Elitedawgs Drives the Big Rig of Message Boards

facebooktwitterreddit

In case you didn’t hear about it, Coach 34, one of the founders of the Mississippi State message board Elitedawgs.com, created quite a stir yesterday with his post about “The Ole Miss Recruiting Playbook”.  It was actually posted on Sunday the 25th, but it didn’t cause such a firestorm until Monday when it found its way to Reddit. Then it blew up and had so many people talking about it. Even Bo Bounds spent a large portion of his show on Tuesday morning discussing the post.

I’m not here to discuss the legitimacy of what Coach said on the board. I don’t know where he gets his information, and since I don’t know where it comes from, I’m not going to tell you that he is right or wrong.

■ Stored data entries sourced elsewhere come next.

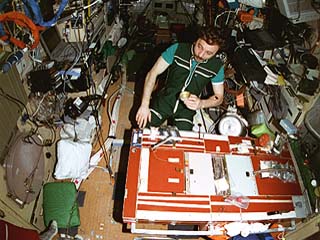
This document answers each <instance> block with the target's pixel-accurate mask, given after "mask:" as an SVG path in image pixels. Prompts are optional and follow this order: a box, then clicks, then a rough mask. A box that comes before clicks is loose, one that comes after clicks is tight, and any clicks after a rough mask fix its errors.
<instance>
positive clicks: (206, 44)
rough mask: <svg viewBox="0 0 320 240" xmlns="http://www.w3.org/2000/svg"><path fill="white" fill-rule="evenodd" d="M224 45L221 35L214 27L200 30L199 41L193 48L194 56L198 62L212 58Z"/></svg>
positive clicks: (206, 27)
mask: <svg viewBox="0 0 320 240" xmlns="http://www.w3.org/2000/svg"><path fill="white" fill-rule="evenodd" d="M223 44H224V40H223V39H222V38H221V36H220V33H219V32H218V31H217V30H216V29H215V28H213V27H212V26H209V27H205V28H202V29H201V30H200V33H199V36H198V39H197V41H196V42H195V44H194V47H193V55H194V58H195V59H196V61H197V62H203V61H205V60H208V59H210V58H212V57H213V56H214V55H215V54H216V53H217V52H218V50H219V49H220V47H221V46H222V45H223Z"/></svg>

This has nothing to do with the legitimacy of anything discussed on Elitedawgs. I go to a lot of different message boards, but rarely post on any of them. What is important is how Elitedawgs is the Mack truck of message boards.

Understand that to be the one wielding the big stick, you have to remember the purpose of a message board. The point is to draw as many eyeballs to the sight as possible. It accomplishes that goal as well as any other message board that exists. This is why they have so many loyal posters. But how do they do it?

The moderators there have very few rules about the posts that can be displayed or the direction that a thread can go, but they enforce them wholeheartedly. If you want to post there, then you have to play by their rules. But the one rule that constantly drives people to their site is as simple as can be

No Rebels.

They don’t play around with this at all. If they even think someone is a Rebel, they get kicked and their account gets locked down. The purpose is to allow Bulldog fans to discuss things they want to discuss without hearing from the rival fan base. There are lots of Ole Miss fans who say they are on there posting as fake Bulldog fans, but they have to constantly post positive things about Mississippi State and run down Ole Miss to keep from getting kicked off the board. I don’t really understand why they do, but to each his own. So how can not allowing Ole Miss fans drive the traffic up to Elitedawgs?

It’s complicated but it works. Elitedawgs posters will discuss lots of different topics, but the topic that always draws the most attention is whenever they go all in on Ole Miss. Since Ole Miss fans can’t respond directly to anything posted there, they have to go to other mediums like Twitter, Facebook, or their own message boards. The more it gets discussed in these other forums, the more that Ole Miss fans go to click on it. The more Ole Miss fans discuss their opinion on them in these other forums, the more Bulldogs fans go to see what has so many people worked up. There are message boards that don’t allow fans of opposing schools to post on their site, but most of those are private boards. I don’t know a whole lot of people who are going to pay to join a board of a team that isn’t their favorite. Other boards just don’t get the same attention in social media because anyone can join those boards and talk about them. The people who post on other message boards will tell you they get a better, more well rounded discussion. The guys at Elitedawgs will tell you all you do is end up arguing  with Ole Miss fans who ruin the board. Everyone has their personal preference.

Let me also be clear that there are plenty of Mississippi State fans who hate the site just as much as Ole Miss fans. It isn’t for everyone. The people who post there use profanity and have no problems being critical of the administration or the coaches. If they don’t like the way a player played, they will say how they feel, and they aren’t going to mince words about it. It’s a board that has a very unique audience but there is definitely an audience for these types of discussions. This is why the board has thrived for as long as it has.

As long as Elitedawgs exists, they are going to continue to express their own opinions about Ole Miss and how they operate. And the more they do, the more Ole Miss fans are going to see what is being said. You don’t have to like what they say or how they operate. A lot of people don’t. But as long as the 1st Amendment exists, they will continue to exercise their right to say what they want. And the more they do, people are going to keep going to see what all the fuss is about.